The Shanghai post, touted to be China's most important, was previously held by Mr Xi, former president Jiang Zemin and former premier Zhu Rongji.

A native of Zhejiang province, Mr Li was Mr Xi’s chief of staff from 2004 to 2007 when Mr Xi was serving as the party chief of Zhejiang – a centre for export-oriented manufacturing and private enterprise.

He headed the province’s political and legal affairs department before being made deputy party secretary.

Mr Li was promoted to the governor's role of Shanghai in 2013, the year Mr Xi became president, paving the way for him to be groomed for bigger roles.
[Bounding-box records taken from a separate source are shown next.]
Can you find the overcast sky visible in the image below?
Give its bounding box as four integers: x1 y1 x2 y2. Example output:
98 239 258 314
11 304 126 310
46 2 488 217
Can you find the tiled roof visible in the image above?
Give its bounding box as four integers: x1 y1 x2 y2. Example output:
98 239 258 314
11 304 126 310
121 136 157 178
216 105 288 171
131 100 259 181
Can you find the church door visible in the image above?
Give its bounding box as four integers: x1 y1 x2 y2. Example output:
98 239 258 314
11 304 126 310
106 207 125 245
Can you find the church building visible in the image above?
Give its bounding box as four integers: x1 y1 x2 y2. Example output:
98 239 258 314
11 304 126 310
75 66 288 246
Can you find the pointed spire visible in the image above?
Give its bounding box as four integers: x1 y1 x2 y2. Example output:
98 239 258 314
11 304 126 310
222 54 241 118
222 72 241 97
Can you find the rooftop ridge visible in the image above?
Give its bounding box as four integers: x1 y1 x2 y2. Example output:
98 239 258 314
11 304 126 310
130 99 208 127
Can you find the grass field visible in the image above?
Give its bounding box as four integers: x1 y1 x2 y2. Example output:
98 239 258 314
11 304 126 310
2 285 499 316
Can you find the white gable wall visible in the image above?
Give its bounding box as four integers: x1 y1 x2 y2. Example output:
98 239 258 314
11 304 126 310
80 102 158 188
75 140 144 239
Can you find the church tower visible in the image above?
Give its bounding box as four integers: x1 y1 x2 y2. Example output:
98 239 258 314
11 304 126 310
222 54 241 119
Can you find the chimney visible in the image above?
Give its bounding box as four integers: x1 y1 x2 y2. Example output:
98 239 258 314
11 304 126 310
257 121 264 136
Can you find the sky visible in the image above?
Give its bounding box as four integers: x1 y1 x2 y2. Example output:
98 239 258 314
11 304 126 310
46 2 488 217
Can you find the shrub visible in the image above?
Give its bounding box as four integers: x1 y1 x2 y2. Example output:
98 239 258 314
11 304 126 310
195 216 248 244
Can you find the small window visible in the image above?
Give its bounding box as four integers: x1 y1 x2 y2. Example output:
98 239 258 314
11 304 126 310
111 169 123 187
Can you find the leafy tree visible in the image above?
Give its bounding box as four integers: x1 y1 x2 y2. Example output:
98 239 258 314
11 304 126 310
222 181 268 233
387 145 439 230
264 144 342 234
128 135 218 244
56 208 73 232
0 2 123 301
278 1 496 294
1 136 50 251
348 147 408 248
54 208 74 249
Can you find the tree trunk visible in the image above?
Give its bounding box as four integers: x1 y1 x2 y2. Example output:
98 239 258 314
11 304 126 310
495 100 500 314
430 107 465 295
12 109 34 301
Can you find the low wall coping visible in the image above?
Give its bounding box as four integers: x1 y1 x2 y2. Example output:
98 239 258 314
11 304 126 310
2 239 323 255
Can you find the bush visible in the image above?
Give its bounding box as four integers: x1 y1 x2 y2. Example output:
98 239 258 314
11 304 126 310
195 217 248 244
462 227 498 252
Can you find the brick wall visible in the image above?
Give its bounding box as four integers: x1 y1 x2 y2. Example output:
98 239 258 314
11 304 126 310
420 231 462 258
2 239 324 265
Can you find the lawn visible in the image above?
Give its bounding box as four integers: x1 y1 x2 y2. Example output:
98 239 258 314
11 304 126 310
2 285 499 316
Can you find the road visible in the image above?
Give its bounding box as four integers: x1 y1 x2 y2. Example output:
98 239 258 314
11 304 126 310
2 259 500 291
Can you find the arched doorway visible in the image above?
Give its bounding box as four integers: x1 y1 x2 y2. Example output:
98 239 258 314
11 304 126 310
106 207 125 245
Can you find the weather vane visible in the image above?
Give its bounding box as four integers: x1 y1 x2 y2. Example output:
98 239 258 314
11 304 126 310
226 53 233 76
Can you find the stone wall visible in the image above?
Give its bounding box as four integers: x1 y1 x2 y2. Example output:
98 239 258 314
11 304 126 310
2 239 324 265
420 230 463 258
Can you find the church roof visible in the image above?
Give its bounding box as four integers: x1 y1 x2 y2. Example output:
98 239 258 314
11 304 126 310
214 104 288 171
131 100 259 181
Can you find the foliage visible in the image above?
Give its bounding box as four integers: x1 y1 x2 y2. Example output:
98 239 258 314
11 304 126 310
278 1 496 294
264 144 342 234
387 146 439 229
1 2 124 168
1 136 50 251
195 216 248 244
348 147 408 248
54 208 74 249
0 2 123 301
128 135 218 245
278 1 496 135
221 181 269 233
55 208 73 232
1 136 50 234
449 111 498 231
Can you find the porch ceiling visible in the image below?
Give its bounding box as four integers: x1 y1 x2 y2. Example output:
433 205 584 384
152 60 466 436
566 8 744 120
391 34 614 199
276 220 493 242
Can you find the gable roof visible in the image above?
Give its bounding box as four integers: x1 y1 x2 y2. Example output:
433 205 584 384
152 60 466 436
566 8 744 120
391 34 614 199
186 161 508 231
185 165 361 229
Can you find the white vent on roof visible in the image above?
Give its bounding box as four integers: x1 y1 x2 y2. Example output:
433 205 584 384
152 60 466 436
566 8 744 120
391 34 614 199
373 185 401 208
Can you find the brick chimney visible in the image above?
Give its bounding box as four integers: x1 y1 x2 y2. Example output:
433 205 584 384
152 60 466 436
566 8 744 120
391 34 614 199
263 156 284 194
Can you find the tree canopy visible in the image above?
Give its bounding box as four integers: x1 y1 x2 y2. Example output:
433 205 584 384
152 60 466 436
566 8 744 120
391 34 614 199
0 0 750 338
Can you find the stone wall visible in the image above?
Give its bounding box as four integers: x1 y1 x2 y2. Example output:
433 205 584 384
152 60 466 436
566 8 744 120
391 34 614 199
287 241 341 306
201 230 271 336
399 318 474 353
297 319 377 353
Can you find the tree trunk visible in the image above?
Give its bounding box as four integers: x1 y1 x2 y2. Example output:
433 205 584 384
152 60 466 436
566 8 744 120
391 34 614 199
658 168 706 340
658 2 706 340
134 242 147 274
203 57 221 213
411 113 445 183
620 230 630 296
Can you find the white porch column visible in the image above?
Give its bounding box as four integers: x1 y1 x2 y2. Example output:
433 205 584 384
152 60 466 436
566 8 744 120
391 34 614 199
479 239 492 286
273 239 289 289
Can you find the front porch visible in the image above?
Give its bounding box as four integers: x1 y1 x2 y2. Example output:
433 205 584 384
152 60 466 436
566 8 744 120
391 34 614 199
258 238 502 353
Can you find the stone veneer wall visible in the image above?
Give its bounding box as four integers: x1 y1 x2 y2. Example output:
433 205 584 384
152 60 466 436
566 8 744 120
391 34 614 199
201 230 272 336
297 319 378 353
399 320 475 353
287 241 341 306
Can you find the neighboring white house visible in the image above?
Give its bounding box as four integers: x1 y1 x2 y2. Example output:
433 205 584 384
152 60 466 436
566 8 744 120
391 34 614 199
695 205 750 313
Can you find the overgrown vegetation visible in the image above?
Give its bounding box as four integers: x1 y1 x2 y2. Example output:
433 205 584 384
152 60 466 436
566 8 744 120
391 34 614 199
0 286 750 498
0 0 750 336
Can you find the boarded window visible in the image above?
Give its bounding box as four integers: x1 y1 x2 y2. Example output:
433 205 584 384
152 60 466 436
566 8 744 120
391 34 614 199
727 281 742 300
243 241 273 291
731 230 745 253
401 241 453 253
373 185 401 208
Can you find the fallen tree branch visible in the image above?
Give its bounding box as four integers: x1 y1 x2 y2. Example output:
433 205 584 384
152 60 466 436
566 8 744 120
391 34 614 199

Mr Li, a loyal companion to the Chinese president, travelled to the US with Mr Xi in 2015 to meet then president Barack Obama.

He was elevated to provincial party chief in 2016 when the president removed several officials in Jiangsu province as part of a corruption crackdown.

His reputation was dented by a grinding two-month-long Covid-19 lockdown of Shanghai earlier this year that confined 25 million people to their homes, severely disrupting the economy and prompting scattered public protests.

Mr Li oversaw the implementation of the president’s “zero-Covid” decree, while district-level officials were punished as a means of placating public anger.

During the lockdown, he often appeared on state media visiting residential compounds and hospitals while reiterating the party line: “We must resolutely implement the spirit of the important instructions by party secretary Xi Jinping and steadfastly persist in the dynamic-zero approach.”

Mr Li was also known for pushing greater economic integration of the Yangtze River Delta region as well as overseeing an expansion of Shanghai's free trade zone.

However, his rapid elevation to power appears to indicate that loyalty to Mr Xi trumps public popularity and incompetence in governance.

“Tradition is that somebody who becomes premier must be vice-premier before – this is totally against party convention,” Willy Lam, a senior fellow at the Jamestown Foundation, told Reuters, describing Mr Li’s performance in Shanghai as mediocre.

“We have not seen Li Qiang introduce any market-oriented reforms,” Mr Lam added.